Asia’s diesel margins surged to two-year highs despite slightly thinner spot activity on the trading window and a weaker market structure, with supply-demand fundamentals staying tight for front months.
Support mainly came from regional supply disruptions, which some traders expect to last for the next 2-3 weeks, and firm prices in the West.
Talks of limited export volumes from China next month provided further upside to the market, with estimates at less than 300,000 metric tons for now as local majors find methods to settle.
Off window, more spot offers for December cargoes surfaced, with major South Korean exporter GS Caltex offering.
However some caution on the market’s upside remained, with some traders still expecting price movements to be volatile given a mix of bullish paper trading sentiment.
Refining margins closed the trading session at two-year highs of slightly more than $28 a barrel.
Cash differentials fell slightly to around $3 a barrel, in line with the easing spot market structure and much thinner discussions on the trading window amid a persistent lack of physical offers.
Regrade values were little changed at discounts of 60-70 cents per barrel.
SINGAPORE CASH DEALS
– No deals for gasoil and jet fuel
INVENTORIES
– U.S. crude oil stockpiles were expected to have risen last week, while gasoline and distillate inventories likely fell, a preliminary Reuters poll showed on Tuesday.
NEWS
– Saudi Arabia is expected to export at least 36 million barrels of crude oil to China in December, slightly less than the previous month, several sources with knowledge of the matter said on Wednesday.

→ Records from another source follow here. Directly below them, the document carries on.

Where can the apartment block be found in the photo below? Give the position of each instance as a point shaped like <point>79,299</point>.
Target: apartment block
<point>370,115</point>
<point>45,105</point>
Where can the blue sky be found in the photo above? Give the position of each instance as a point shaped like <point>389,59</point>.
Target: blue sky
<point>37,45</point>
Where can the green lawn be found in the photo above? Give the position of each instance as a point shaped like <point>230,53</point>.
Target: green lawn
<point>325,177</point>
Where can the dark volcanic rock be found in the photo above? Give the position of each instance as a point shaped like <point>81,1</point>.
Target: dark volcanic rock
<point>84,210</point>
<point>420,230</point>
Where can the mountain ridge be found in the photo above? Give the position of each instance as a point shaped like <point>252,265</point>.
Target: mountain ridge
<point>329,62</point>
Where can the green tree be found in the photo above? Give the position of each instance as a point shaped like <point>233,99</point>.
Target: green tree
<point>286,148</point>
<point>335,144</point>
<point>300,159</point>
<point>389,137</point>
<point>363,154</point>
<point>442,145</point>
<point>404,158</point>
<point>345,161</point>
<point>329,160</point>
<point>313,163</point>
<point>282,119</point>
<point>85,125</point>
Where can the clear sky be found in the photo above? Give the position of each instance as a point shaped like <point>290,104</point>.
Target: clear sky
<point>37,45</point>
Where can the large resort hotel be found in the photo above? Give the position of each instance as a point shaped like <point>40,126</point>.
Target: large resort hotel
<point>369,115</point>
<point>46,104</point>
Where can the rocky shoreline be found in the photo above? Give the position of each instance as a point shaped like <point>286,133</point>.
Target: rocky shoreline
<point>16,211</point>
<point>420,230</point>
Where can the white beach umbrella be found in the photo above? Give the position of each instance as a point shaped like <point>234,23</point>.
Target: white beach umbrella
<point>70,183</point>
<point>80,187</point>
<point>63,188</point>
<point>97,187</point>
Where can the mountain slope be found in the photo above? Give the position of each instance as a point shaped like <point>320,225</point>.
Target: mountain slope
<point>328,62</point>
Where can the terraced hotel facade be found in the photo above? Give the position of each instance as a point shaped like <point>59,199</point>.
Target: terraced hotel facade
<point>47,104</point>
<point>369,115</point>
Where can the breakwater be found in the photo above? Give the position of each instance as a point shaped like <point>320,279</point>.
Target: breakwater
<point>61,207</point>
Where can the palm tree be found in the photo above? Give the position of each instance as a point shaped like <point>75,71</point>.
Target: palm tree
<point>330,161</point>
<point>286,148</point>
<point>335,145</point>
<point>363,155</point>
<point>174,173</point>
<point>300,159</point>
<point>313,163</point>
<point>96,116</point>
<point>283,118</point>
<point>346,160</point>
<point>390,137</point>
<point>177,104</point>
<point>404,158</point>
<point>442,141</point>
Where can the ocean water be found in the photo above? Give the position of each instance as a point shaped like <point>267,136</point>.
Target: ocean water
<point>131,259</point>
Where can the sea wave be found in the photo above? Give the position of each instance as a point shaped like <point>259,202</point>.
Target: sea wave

– Global oil and gas demand could grow until 2050, the International Energy Agency said on Wednesday, departing from its previous expectations of a speedy transition to cleaner fuels and predicting that the world will likely fail to achieve climate goals.
– Oil prices softened on Wednesday but held onto most of their gains fromthe previous session amid expectations that an end to the longest-ever U.S. government shutdown could boost demand in the world’s biggest crude-consuming nation.